Linear Model
Linear Model
The Linear Model node fits a linear regression model to your data using the R lm() function and displays either a coefficient summary or an ANOVA table.
What it does
- Fits a linear model using R formula syntax
- Displays regression coefficients with standard errors, t-values, and p-values
- Alternatively displays an ANOVA table (Type I, Type II, or Type III sums of squares)
- Optionally stores the fitted model for use by downstream nodes
How to use it
- Connect a data source — drag an edge from an Input CSV node to this node’s input handle
- Choose output type — select either “Summary (Coefficients & R²)” or “ANOVA Table”
- If using ANOVA output, choose ANOVA type — Type I (Sequential SS), Type II (Hierarchical SS), or Type III (Marginal SS)
- Enter a formula — type an R formula in the format
response ~ predictor(e.g.height ~ conc) - Click Run — the model is fitted on the server
Formula syntax
R formula syntax is used to specify the model. Here are some common patterns:
| Formula | Meaning |
|---|---|
y ~ x |
Simple linear regression |
y ~ x1 + x2 |
Multiple regression |
y ~ x1 * x2 |
Interaction (includes main effects) |
y ~ x1 + I(x1^2) |
Polynomial term |
Mathematically, the simple model \(y = \beta_0 + \beta_1 x + \epsilon\) is specified as y ~ x, where:
- \(\beta_0\) is the intercept
- \(\beta_1\) is the slope coefficient
- \(\epsilon\) is the error term
Configuration
| Setting | Required | Description |
|---|---|---|
| Upstream connection | Yes | A node providing data |
| Output type | Yes | “Summary” or “ANOVA” |
| ANOVA type | Conditional | Type I (Sequential SS), Type II (Hierarchical SS), or Type III (Marginal SS); shown when Output type is ANOVA |
| Formula | Yes | R formula (e.g. height ~ conc) |
| Output to storr | No | Store the fitted model for downstream use |
| Model name | Conditional | Required if outputting to storr |
| Comment | No | Annotation for generated R code |
Output
Summary mode
Displays:
- Model fit statistics — \(R^2\) and Adjusted \(R^2\)
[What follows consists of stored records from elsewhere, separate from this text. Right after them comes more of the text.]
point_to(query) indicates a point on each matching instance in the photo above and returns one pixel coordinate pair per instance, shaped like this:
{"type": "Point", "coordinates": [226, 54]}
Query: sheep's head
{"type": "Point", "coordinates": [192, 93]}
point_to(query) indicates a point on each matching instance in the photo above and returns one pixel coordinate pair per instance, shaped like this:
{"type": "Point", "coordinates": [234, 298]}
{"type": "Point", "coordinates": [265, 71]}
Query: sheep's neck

- Coefficients table — Term, Estimate, Std. Error, t value, \(Pr(>|t|)\)
ANOVA mode
Displays an ANOVA table with:
- Term, Df, Sum Sq, Mean Sq, F value, \(Pr(>F)\)
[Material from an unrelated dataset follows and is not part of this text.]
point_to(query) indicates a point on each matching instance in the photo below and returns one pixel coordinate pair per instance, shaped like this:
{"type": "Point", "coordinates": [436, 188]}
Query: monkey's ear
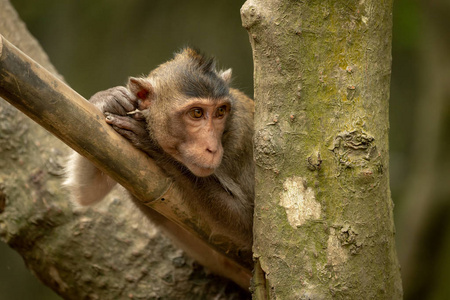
{"type": "Point", "coordinates": [142, 89]}
{"type": "Point", "coordinates": [226, 75]}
By default, base R anova() uses Type I (sequential) sums of squares. For more complex hierarchical designs, or where interactions are present, consider Type II or Type III sums of squares.
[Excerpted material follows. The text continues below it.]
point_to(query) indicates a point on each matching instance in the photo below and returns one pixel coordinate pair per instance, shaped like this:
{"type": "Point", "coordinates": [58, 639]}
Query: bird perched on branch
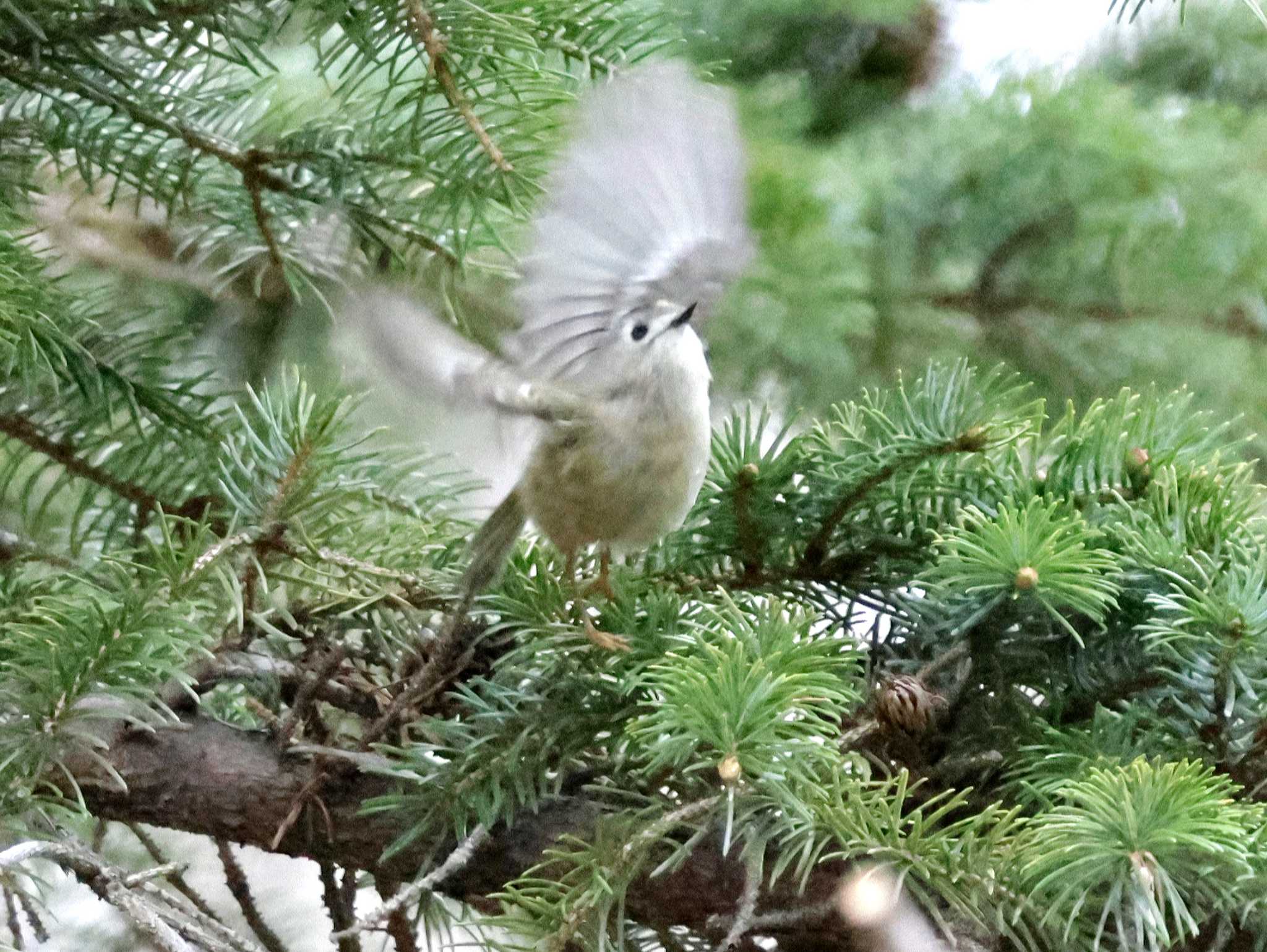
{"type": "Point", "coordinates": [642, 229]}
Summary of Differences Between Type I, Type II, and Type III Sums of Squares
| Feature | Type I (Sequential) | Type II (Hierarchical) | Type III (Adjusted) |
|---|---|---|---|
| Depends on order of terms | Yes | No | No |
| Adjustment | Each term adjusted only for terms entered before it | Adjusts each main effect for all other main effects, but not for interactions involving the effect | Adjusts each term for all other terms, including interactions |
| Handling of interactions | Does not adjust main effects for interactions | Does not adjust main effects for interactions | Main effects tested while controlling for interactions involving them |
| Balanced designs | Same results as Types II and III | Same results as Types I and III | Same results as Types I and II |
| Unbalanced designs | Order-dependent; can be misleading | Appropriate when interactions are absent or not of interest | Appropriate when interactions are present or full adjustment is required |
| Typical use | Hierarchical models, polynomial terms, nested designs | Classical factorial ANOVA without interactions | General unbalanced designs; common in SAS/SPSS |
| Interpretation | Extra variance explained when the term enters the model at that stage | Variance explained by the term, given the other main effects | Unique contribution of each term after adjusting for all other terms |
The F-statistic tests the null hypothesis \(H_0: \beta_1 = \beta_2 = \dots = \beta_p = 0\) — that none of the predictors are related to the response.
Generated R code
my_data_lm <- lm(height ~ conc, data = my_data)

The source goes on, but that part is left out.